Film Forum: Family-Friendly Fare from Fancied Fathers of Filth
Readers respond to challenging Disney, and critics respond to Spy Kids 2: The Island of Lost Dreams, XXX, Blood Work, Happy Times, The Good Girl, Read My Lips, and more on Full Frontal
Jeffrey Overstreet | posted 8/01/2002 12:00AM

5 of 5

Tom Snyder (Movieguide) allows it a few praises: "There are some funny scenes and some touching scenes and some scenes that provide a few insights into human behavior. There's even a reconciliation scene between the writer and his wife. Still, it's mostly just another vague humanist exercise that offers vague humanist answers to contemporary life. Hence, it is just as forgettable and just as pointless as too many of the mainstream movies that studios and filmmakers have been producing these days."
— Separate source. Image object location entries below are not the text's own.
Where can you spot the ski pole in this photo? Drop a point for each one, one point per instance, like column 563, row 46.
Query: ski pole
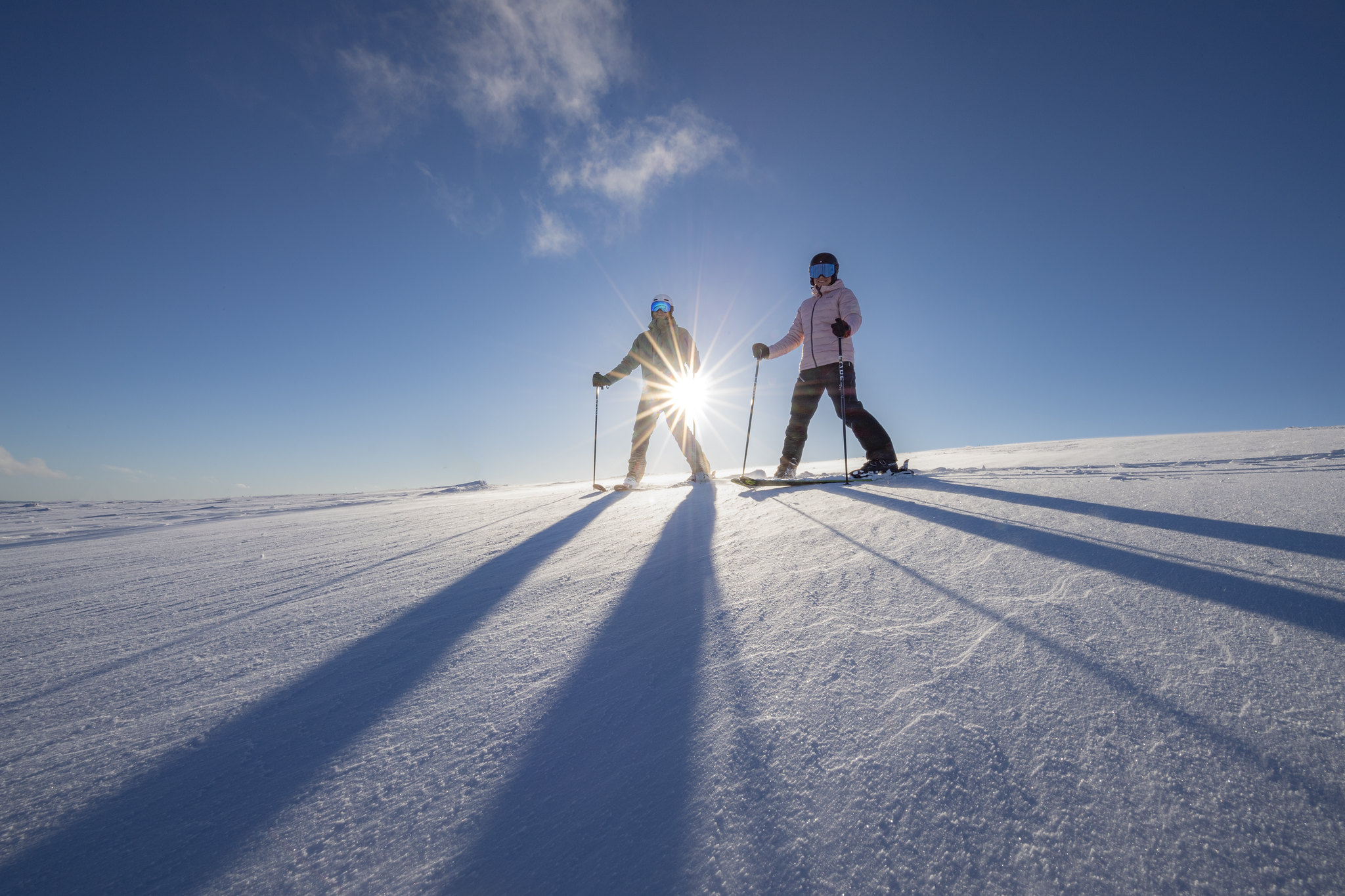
column 596, row 391
column 845, row 412
column 751, row 410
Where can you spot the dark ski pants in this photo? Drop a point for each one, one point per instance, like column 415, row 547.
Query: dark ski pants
column 803, row 405
column 654, row 402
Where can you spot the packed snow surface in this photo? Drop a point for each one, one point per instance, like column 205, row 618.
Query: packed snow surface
column 1110, row 666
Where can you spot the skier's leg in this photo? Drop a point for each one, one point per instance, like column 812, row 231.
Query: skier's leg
column 873, row 438
column 646, row 418
column 686, row 441
column 803, row 405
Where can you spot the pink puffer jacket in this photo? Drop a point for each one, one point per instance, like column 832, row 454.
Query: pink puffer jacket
column 813, row 327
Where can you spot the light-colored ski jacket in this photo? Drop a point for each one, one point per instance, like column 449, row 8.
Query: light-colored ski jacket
column 662, row 352
column 813, row 327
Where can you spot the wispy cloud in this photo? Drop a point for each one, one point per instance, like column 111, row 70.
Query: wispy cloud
column 557, row 56
column 460, row 205
column 35, row 467
column 553, row 237
column 384, row 95
column 627, row 163
column 541, row 68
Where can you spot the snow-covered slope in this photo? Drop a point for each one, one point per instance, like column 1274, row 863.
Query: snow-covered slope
column 1091, row 667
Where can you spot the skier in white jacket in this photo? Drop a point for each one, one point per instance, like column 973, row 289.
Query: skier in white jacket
column 829, row 316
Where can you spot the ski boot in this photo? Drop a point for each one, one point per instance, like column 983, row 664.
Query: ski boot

Mainstream critics continued to debate the film's merits. Greg Potter (Vancouver Courier) turns in a clever criticism: "To steal a line from Apocalypse Now, director Steven Soderbergh is out there operating without any decent restraint, totally beyond the pale of acceptable human conduct, and very obviously he has gone insane. There's no other way to explain this mishmashed garble of rambling vignettes, shaggy-dog tales and self-obsessed Gucci-shoe gazing that seemingly takes longer to watch than it did to make (18 days). Though it might be convenient to argue that the serpentine story-within-a-story structure is what makes Full Frontal so challenging, the simple fact is that there is no story to begin with; thus, the film is not so much challenging as chafing."